Les récents rachats de festivals ou de plateformes, comme Boiler Room par Superstruct, sont assez représentatifs d’une dynamique de consolidation du secteur. Avec Live Nation France, êtes-vous dans une logique de développement autonome ou prêts à saisir des opportunités d’acquisitions ?
S’il y a une opportunité qui se présente et qu’elle celle ci est à la hauteur, pourquoi pas?
Pendant longtemps, le live a été le lieu privilégié de découverte musicale. Est-ce que la bascule vers le numérique a donné ce rôle à la musique enregistrée ?
Ni l’un ni l’autre. Aujourd’hui, un artiste est d’abord découvert par les réseaux sociaux, TikTok ou Instagram. Ensuite, tu vas écouter ce qu’il fait sur une plateforme. Parfois, tu tombes sur lui dans une playlist ou alors tu es régulier sur les sorties du vendredi.
Aujourd’hui, un artiste est d’abord découvert par les réseaux sociaux, TikTok ou Instagram.
Tu ne peux pas savoir quand il est pertinent de faire ta première scène. Tu penses que parce que tu as 50 000 likes sur un post, tu vas avoir 50 000 personnes en salle. Mais non. Ils ont peut-être aimé ta photo, mais pas forcément ta musique.
Il faut tenter. Faire une première date, voir si ça remplit, en combien de temps, qui est ton public, d’où il vient. À partir de là, tu peux construire une vraie fanbase. Et pour ta deuxième date, tu t’adaptes.
Avec la montée en puissance des concerts en arènes et en stades, quel avenir voyez-vous pour les moyennes salles ?
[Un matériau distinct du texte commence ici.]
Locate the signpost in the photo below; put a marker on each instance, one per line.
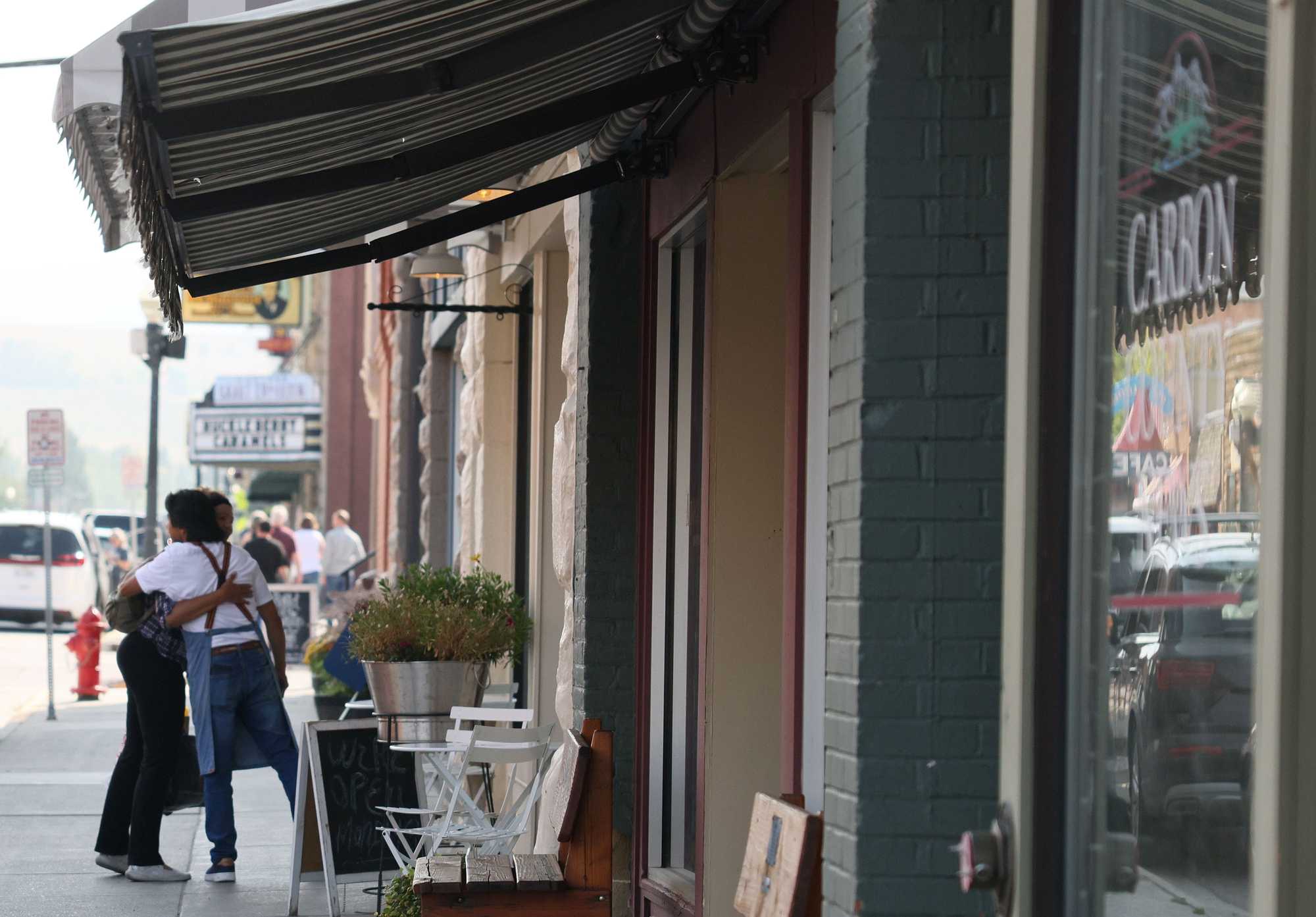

Elles auront toujours leur place. C’est un parcours. Un artiste commence souvent dans des petites salles, passe par les moyennes, les Zéniths, les arénes et, peut-être, les stades. Donc, même s’il y a de plus en plus de grosses salles, parce qu’il y a plus d’artistes, ils passent tous par là au départ. Les salles de 1 500, 2 000, 3 000 personnes, elles sont essentielles. Aujourd’hui, avec le rythme de consommation de la musique, le public veut voir de plus en plus de concerts.
Il y a des artistes très forts, qui peuvent directement remplir un Zénith. Mais pour moi, c’est important de commencer par une petite salle, ne serait-ce que pour garder les pieds sur terre.